There were dose- and time- dependent decreases in cell proliferation in response to bortezomib and methylstat based on the results of MTT assay. IC50 values were calculated from cell proliferation plots and found to be 41 nM and 19 nM for U266 and ARH77 cells in respons to bortezomib, respectively while they were 2.2 µM and 4.2 µM for U266 and ARH77 cells in response to methylstat, respectively. On the other hand, combination studies showed that IC50 values decreased as compared to bortezomib and methylstat alone and were calculated as 0.5 nM and 0.6 nM for U266 and ARH77 cells, respectively. To evaluate the apoptotic effects of agents, JC-1, caspase-3 and Annexin-V analysis were performed. Combination of bortezomib with methylstat showed more effect on apoptosis as compared to any agent alone and untreated control group.  Also, cell cycle analysis was performed to detect the DNA contents of cells. Combination of bortezomib and methylstat arrested cells at the S phase. The fraction of cells in S phase increased accordingly.  Previous data demonstrated that combination of agents caused apoptosis and it could be cell cycle-dependent. Human Cancer Pathway Finder RT² Profiler PCR Array System results of this study had shown that 1.1 µM and 2.2 µM methylstat treatment caused upregulation of FASLG, NGFR, TNF, TNFRS10B and TNFRS1B apoptosis- triggering genes in U266 cells and BCL2L11, CSP7, TNFRSF21 and 2.1 µM and 4.2 µM methylstat treatment caused TNFSF8 apoptosis- triggering genes in ARH77 cells in a dose-dependent manner. Furthermore, there were significant decreases in the expression levels of AKT1, AVEN, BAG1 BCL2L2 and RELA anti-apoptotic genes in U266 cells and NFKB1 anti-apoptotic gene in ARH77 cells in response to increasing concentrations of methylstat.

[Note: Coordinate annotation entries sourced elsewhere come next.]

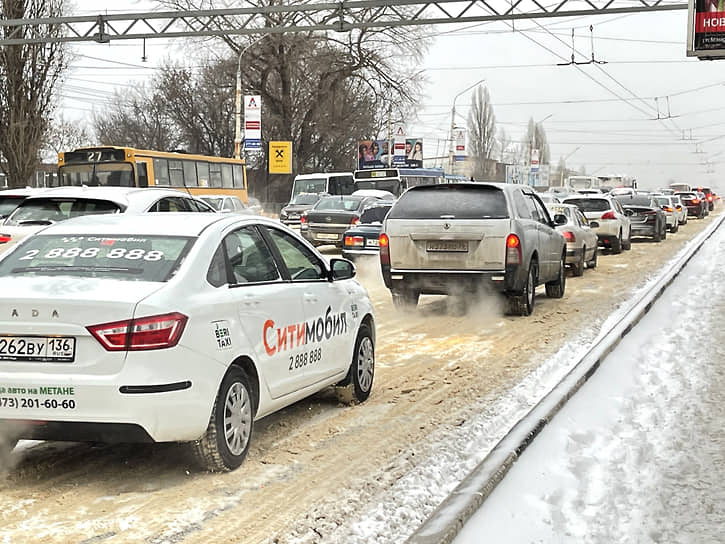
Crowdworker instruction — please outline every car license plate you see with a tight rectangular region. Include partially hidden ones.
[425,240,468,251]
[0,336,76,362]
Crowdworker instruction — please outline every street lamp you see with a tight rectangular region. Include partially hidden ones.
[448,79,486,173]
[559,146,582,187]
[234,34,269,159]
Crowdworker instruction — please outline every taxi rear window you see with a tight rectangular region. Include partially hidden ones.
[0,234,194,282]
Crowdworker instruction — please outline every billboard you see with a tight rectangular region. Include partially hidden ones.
[357,138,423,170]
[687,0,725,59]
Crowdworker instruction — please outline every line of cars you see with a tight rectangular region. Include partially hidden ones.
[318,182,720,315]
[0,187,375,471]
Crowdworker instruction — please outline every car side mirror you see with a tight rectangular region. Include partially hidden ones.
[330,259,355,281]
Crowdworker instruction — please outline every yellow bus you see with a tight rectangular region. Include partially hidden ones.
[58,146,247,204]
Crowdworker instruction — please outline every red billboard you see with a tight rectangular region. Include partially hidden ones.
[687,0,725,59]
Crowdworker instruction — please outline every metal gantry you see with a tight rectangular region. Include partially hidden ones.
[0,0,687,45]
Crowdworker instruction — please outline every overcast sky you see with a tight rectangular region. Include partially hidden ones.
[62,0,725,189]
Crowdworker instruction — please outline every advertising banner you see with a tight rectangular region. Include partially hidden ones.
[453,128,466,162]
[269,142,292,174]
[244,94,262,149]
[687,0,725,59]
[357,138,423,170]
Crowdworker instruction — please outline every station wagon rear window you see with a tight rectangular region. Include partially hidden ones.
[564,198,611,212]
[388,185,509,219]
[0,234,194,282]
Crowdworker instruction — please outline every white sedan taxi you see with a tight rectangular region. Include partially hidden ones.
[0,213,375,471]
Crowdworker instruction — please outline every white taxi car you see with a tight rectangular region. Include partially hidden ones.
[0,213,375,471]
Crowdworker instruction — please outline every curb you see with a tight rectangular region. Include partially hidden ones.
[406,213,725,544]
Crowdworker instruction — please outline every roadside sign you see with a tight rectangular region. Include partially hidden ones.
[687,0,725,59]
[269,142,292,174]
[244,94,262,149]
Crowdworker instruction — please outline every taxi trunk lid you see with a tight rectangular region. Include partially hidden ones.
[0,276,163,374]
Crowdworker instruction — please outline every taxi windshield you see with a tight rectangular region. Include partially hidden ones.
[0,234,194,282]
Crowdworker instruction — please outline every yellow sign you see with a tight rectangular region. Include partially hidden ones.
[269,142,292,174]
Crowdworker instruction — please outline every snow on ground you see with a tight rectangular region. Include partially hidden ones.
[454,220,725,544]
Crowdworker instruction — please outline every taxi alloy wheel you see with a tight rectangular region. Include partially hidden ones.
[350,325,375,402]
[192,366,255,472]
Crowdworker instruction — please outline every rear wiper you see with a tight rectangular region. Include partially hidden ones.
[18,219,54,225]
[10,266,143,274]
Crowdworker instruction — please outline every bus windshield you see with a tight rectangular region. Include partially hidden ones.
[290,178,328,200]
[59,163,136,187]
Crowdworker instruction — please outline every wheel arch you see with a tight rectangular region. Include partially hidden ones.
[227,355,261,414]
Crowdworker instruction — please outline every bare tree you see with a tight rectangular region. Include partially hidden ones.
[43,116,91,160]
[0,0,67,187]
[468,86,496,180]
[93,84,182,151]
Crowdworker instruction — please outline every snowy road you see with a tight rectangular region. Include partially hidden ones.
[0,209,713,544]
[454,215,725,544]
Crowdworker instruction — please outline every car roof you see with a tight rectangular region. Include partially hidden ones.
[26,212,280,236]
[24,186,201,208]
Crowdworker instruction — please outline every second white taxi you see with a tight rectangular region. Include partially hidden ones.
[0,213,375,471]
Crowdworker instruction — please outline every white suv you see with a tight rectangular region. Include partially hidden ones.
[564,195,632,253]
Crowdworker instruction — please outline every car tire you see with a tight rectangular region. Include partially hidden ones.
[612,232,622,255]
[508,261,538,317]
[571,246,587,277]
[587,247,599,268]
[546,255,566,298]
[338,323,375,402]
[191,366,256,472]
[391,289,420,310]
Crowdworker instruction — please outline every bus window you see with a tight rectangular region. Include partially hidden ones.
[181,161,194,187]
[196,161,211,187]
[232,164,244,189]
[221,164,234,189]
[209,162,222,188]
[327,178,342,195]
[169,161,184,187]
[330,176,355,195]
[136,162,149,187]
[154,159,169,186]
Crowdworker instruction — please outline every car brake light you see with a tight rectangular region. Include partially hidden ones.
[345,236,365,247]
[506,234,521,265]
[378,232,390,265]
[86,312,188,351]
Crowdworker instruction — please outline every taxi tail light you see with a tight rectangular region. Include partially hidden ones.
[86,312,189,351]
[506,234,521,265]
[345,236,365,247]
[378,232,390,265]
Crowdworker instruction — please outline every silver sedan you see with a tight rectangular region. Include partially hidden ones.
[546,203,599,276]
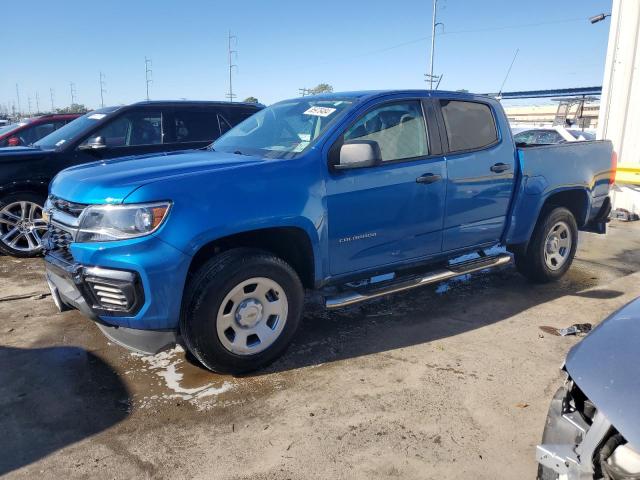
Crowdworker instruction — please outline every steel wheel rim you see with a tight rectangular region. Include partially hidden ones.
[0,201,47,252]
[544,221,573,271]
[216,277,289,356]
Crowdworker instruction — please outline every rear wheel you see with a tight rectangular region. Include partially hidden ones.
[180,249,304,374]
[514,207,578,283]
[0,192,47,257]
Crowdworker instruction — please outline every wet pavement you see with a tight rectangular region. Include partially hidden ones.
[0,222,640,479]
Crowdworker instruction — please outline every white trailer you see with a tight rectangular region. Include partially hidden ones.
[597,0,640,215]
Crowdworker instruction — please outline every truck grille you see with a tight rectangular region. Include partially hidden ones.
[47,224,73,262]
[49,195,87,218]
[86,279,134,311]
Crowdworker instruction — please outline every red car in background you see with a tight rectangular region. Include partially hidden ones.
[0,113,81,148]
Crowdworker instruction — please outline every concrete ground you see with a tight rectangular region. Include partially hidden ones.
[0,222,640,479]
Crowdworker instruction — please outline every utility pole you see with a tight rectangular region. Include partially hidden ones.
[100,72,106,108]
[226,31,238,102]
[144,57,153,102]
[69,82,76,105]
[16,83,22,115]
[428,0,443,90]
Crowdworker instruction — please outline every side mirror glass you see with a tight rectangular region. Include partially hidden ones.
[335,140,382,170]
[78,137,107,150]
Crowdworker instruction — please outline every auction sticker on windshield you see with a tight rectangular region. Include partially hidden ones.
[304,107,336,117]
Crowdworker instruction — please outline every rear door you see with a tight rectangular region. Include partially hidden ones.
[327,99,446,276]
[438,99,515,252]
[76,106,171,162]
[165,107,220,150]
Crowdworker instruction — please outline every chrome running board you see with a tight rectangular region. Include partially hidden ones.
[325,253,511,309]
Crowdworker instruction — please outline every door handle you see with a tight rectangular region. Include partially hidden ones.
[490,163,511,173]
[416,173,442,185]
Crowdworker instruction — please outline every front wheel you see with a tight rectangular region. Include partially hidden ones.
[0,192,47,257]
[514,207,578,283]
[180,249,304,374]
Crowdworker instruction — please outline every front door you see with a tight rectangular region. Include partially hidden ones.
[327,100,446,276]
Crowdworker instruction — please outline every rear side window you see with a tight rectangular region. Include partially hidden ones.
[83,110,163,147]
[174,110,220,143]
[440,100,498,152]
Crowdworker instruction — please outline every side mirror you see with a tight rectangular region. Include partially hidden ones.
[334,140,382,170]
[78,137,107,150]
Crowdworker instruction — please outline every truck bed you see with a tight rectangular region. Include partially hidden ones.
[505,140,615,244]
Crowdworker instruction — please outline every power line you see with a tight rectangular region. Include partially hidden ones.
[226,30,238,102]
[100,72,106,108]
[144,57,153,102]
[498,48,520,97]
[16,83,22,115]
[69,82,77,105]
[314,18,585,65]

In conclusion, all results showed that the effects of bortezomib in combination with methylstat on U266 and ARH77 MM cells had significant decreases in proliferation and triggered apoptosis. Lots of genes and pathway in the cell were affected by methylstat treatment so methylstat might be used as candidate agent for the treatment of MM after in vivo analyses.